问题
I have a data set with a date range from January 12th to August 3rd of 2018 with some values:
The dimensionality of my_df
DataFrame is:
my_df.shape
(9752, 2)
Each row contains half hour frequency
The first row begins at 2018-01-12
my_df.iloc[0]
Date: 2018-01-12 00:17:28
Value 1
Name: 0, dtype: object
And the last row ending at 2018-08-03
my_df.tail(1)
Date: Value
9751 2018-08-03 23:44:59 1
My goal is to select the data rows corresponding to each day and export it to a CSV file.
To get only the January 12th data and save to readable file, I perform:
# Selecting data value of each day
my_df_Jan12 = my_df[(my_df['Fecha:']>='2018-01-12 00:00:00')
&
(my_df['Fecha:']<='2018-01-12 23:59:59')
]
my_df_Jan12.to_csv('Data_Jan_12.csv', sep=',', header=True, index=False)
From January 12 to August 03 there are 203 days (28 weeks)
I don't want to perform this query by each day manually, then I am trying the following basic analysis:
- I need to generate 203 files (1 file by each day)
- The day on January starting on 12 (January 12)
- January is the first month (01) and August is the eighth month(08)
Then:
- I need to iterate over the 203 days totality
- and is necessary in each date row value check the month and day value date with the order to check the change of each one of them
According to the above, I am trying this approach:
# Selecting data value of each day (203 days)
for i in range(203):
for j in range(1,9): # month
for k in range(12,32): # days of the month
values = my_df[(my_df['Fecha:']>='2018-0{}-{} 00:00:00'.format(j,k))
&
(my_df['Fecha:']<='2018-0{}-{} 23:59:59'.format(j,k))]
values.to_csv('Values_day_{}.csv'.format(i), sep=',', header=True, index=False)
But I have the problem in the sense of when I iterate of range(12,32)
in the days of the months, this range(12,32)
only apply to first January month, I think so ...
Finally, I get 203 empty CSV files, due to something I am doing wrong ...

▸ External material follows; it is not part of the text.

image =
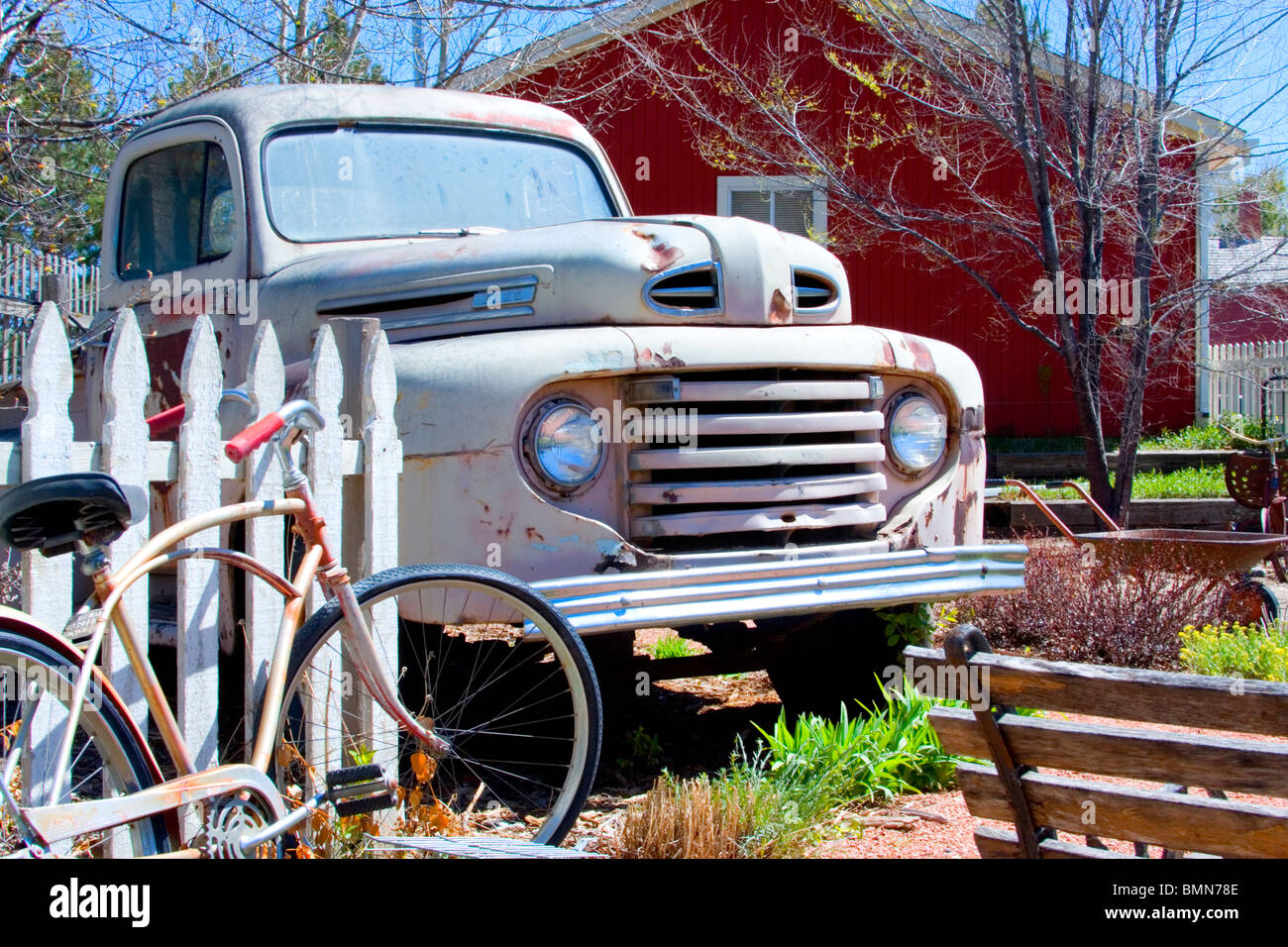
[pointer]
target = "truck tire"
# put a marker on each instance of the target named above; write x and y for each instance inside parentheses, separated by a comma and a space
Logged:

How to can I address this small challenge of the suited way? Any orientation is highly appreciated
回答1:
Something like this? I renamed your original column of Date:
to Timestamp
. I am also assuming that the Date:
Series you have is a pandas DateTime
series.
my_df.columns = ['Timestamp', 'Value']
my_df['Date'] = my_df['Timestamp'].apply(lambda x: x.date())
dates = my_df['Date'].unique()
for date in dates:
f_name = str(date) + '.csv'
my_df[my_df['Date'] == date].to_csv(f_name)
回答2:
groupby
for date, d in df.groupby(pd.Grouper(key='Date', freq='D')):
d.to_csv(f"Data_{date:%b_%d}.csv", index=False)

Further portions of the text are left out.